By Crissi Jelladian
The Armenian Genocide is an event in history that most would like to forget, but because Turkey denies its crimes, Armenian pain continues to linger. April 24 is filled with terrifying realities of our past. This is the day that we remember our ancestors that were tortured so long ago. Many children and even adults are uneducated when it comes to this issue, but there are ways to learn about what happened to the Armenians, and eventually many other races.
Here at Fresno State we are fortunate to have a very well developed Armenian Studies Program. This allows students like myself to become aware of their culture both historically and spiritually. Taking full advantage of these opportunities I have enabled myself to understand the feelings behind this morbid day. Until recently, I had never taken part in the commemoration of the Armenian Genocide because I was uneducated and unaware of this matter.
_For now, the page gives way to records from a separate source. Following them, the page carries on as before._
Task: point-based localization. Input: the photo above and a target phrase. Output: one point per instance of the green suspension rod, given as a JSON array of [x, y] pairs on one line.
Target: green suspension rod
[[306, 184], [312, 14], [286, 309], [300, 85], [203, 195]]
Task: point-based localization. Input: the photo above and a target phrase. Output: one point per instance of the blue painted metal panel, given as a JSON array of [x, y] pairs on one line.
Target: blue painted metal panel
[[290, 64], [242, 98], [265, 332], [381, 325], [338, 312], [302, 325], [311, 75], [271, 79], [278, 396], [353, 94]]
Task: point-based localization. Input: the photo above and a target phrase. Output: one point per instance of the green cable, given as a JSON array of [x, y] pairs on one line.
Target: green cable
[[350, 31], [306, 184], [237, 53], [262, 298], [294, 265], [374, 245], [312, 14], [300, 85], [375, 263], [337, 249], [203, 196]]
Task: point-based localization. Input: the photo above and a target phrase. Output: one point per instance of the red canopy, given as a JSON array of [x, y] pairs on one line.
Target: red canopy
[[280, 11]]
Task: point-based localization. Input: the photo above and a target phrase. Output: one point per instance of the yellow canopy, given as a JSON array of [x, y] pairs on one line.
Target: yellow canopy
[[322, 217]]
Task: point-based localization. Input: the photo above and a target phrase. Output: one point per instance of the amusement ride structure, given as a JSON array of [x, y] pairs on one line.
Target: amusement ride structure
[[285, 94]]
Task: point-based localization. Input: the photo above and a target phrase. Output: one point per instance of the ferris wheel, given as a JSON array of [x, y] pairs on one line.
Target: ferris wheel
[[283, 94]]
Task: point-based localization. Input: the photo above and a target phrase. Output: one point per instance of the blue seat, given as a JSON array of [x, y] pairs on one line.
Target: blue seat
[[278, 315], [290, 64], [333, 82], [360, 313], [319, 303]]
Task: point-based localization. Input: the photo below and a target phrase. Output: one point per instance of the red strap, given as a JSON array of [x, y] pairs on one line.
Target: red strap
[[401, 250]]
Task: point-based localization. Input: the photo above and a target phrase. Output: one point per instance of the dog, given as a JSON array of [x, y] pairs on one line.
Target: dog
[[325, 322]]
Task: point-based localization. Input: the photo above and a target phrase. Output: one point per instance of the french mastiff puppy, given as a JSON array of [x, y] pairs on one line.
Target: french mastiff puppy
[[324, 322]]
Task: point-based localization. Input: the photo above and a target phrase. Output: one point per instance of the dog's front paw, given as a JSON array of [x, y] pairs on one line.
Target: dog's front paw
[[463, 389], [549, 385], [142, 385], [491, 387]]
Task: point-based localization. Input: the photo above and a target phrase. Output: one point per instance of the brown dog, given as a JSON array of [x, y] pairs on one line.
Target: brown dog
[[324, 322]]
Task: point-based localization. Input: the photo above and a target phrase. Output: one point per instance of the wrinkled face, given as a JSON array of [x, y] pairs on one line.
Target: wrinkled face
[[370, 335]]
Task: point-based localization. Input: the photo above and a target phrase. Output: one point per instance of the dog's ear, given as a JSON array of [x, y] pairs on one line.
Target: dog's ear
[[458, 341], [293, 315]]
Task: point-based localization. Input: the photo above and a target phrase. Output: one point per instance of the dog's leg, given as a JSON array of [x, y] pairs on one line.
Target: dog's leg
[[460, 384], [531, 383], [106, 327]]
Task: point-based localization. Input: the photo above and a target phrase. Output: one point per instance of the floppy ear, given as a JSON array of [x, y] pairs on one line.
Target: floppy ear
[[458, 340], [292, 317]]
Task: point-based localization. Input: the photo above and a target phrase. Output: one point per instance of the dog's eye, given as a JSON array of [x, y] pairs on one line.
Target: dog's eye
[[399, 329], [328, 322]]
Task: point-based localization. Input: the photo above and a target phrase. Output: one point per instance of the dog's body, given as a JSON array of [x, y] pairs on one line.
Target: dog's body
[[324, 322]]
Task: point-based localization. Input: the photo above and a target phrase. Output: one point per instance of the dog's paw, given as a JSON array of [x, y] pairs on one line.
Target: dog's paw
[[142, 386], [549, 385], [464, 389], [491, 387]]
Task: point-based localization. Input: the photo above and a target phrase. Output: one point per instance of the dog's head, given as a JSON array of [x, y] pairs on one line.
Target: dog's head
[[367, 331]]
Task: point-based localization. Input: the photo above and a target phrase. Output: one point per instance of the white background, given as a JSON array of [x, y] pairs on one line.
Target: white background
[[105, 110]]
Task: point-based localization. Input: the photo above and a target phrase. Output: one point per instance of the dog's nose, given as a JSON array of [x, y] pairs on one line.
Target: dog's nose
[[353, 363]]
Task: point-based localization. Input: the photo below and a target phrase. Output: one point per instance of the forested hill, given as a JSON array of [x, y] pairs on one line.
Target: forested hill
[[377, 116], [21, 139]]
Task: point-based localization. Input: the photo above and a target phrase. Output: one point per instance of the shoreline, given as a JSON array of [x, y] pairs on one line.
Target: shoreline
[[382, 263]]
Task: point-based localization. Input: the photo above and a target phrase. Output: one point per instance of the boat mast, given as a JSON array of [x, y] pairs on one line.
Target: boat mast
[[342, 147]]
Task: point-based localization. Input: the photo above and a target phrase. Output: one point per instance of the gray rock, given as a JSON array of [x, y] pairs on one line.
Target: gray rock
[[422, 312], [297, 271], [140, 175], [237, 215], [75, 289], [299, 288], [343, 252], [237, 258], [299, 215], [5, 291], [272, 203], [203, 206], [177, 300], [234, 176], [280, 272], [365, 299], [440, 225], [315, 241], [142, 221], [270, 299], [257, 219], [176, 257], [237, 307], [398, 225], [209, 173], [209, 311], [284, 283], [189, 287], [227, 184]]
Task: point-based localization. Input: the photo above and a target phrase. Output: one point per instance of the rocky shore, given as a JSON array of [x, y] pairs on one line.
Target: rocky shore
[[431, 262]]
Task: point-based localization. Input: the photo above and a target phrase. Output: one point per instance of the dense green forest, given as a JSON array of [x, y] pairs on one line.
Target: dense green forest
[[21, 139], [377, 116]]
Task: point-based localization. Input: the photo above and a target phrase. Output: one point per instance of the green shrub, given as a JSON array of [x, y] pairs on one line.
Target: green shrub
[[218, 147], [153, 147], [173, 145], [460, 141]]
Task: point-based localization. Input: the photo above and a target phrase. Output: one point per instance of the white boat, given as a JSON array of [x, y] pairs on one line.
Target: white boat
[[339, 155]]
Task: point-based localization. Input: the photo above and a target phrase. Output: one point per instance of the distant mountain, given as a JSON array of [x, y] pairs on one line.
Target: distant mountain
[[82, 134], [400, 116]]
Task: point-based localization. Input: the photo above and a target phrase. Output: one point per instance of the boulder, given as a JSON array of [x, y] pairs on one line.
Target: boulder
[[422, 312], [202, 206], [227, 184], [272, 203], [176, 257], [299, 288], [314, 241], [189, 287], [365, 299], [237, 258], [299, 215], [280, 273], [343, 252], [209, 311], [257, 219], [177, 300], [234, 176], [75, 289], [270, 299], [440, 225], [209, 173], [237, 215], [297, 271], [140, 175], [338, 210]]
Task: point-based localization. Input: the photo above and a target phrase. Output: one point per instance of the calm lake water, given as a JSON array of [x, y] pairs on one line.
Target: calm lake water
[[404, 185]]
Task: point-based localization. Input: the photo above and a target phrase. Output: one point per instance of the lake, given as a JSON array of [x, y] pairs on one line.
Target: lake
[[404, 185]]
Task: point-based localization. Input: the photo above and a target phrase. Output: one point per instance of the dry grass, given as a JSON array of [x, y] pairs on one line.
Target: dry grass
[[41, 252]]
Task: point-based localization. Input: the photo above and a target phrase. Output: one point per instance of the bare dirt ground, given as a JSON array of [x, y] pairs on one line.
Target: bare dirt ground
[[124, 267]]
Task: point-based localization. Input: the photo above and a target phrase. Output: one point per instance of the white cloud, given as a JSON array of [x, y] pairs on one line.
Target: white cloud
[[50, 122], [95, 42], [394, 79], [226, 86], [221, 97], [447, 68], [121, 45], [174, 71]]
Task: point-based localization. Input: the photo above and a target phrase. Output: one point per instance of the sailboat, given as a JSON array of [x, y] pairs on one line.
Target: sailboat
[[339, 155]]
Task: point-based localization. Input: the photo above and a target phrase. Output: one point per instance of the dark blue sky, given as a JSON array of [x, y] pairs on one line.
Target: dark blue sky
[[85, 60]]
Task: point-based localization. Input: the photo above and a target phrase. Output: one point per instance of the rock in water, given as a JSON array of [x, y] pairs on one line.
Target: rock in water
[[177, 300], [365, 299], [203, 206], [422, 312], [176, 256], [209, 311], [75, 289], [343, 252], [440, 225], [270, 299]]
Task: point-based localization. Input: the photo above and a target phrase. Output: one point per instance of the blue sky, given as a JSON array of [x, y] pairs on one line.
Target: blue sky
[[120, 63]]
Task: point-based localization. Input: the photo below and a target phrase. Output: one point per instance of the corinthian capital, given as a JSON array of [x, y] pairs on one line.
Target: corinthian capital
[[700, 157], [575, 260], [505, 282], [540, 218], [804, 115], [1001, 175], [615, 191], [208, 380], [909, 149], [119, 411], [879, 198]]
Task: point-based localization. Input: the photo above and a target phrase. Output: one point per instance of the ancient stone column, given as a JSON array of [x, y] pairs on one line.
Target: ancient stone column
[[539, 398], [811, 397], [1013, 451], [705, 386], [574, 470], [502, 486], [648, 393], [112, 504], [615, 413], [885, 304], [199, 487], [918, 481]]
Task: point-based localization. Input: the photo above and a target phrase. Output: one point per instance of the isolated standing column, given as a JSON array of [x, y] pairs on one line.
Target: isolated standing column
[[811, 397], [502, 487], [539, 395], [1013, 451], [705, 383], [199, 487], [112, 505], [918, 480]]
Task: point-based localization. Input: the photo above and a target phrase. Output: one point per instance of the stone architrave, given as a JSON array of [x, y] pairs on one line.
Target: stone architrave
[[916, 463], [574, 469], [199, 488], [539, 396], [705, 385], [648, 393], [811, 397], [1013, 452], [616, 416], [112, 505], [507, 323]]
The Armenian Student’s Organization (ASO) preparation for this one day took several weeks of planning. The ASO’s participation in both Holy Trinity Church and Fresno State’s activities took a great deal of time and energy, and the end results were well worth the efforts. Most people would think that to commemorate an event so tragic in one’s own history, that all Armenians would join together, however this was not the case. Unfortunately, many voiced of their disapproval’s on how things were being handled for the day of the 24th, but no efforts were put forth to aid those who were attempting to honor those who died. It was sad to see that for one day so important in Armenian history that people could not put their differences aside and just join together as one united group to honor those who have passed. All races, not only the Armenians must realize that to accomplish something, they must all work together.
Participating in this year’s commemoration of the Armenian Genocide was a first for me, but definitely not the last. Although there were hardships, I learned to put those feelings aside and continue to assist in the organization of our programs. Marching, speaking, listening, praying, or simply just taking a moment to remember, are all wonderful methods of commemoration. Success, high achievements, and support for one another are what I believe to be the ultimate form of honoring our ancestors. As long as the Armenian heritage continues to stand strong, there is nothing that can permanently break our bond.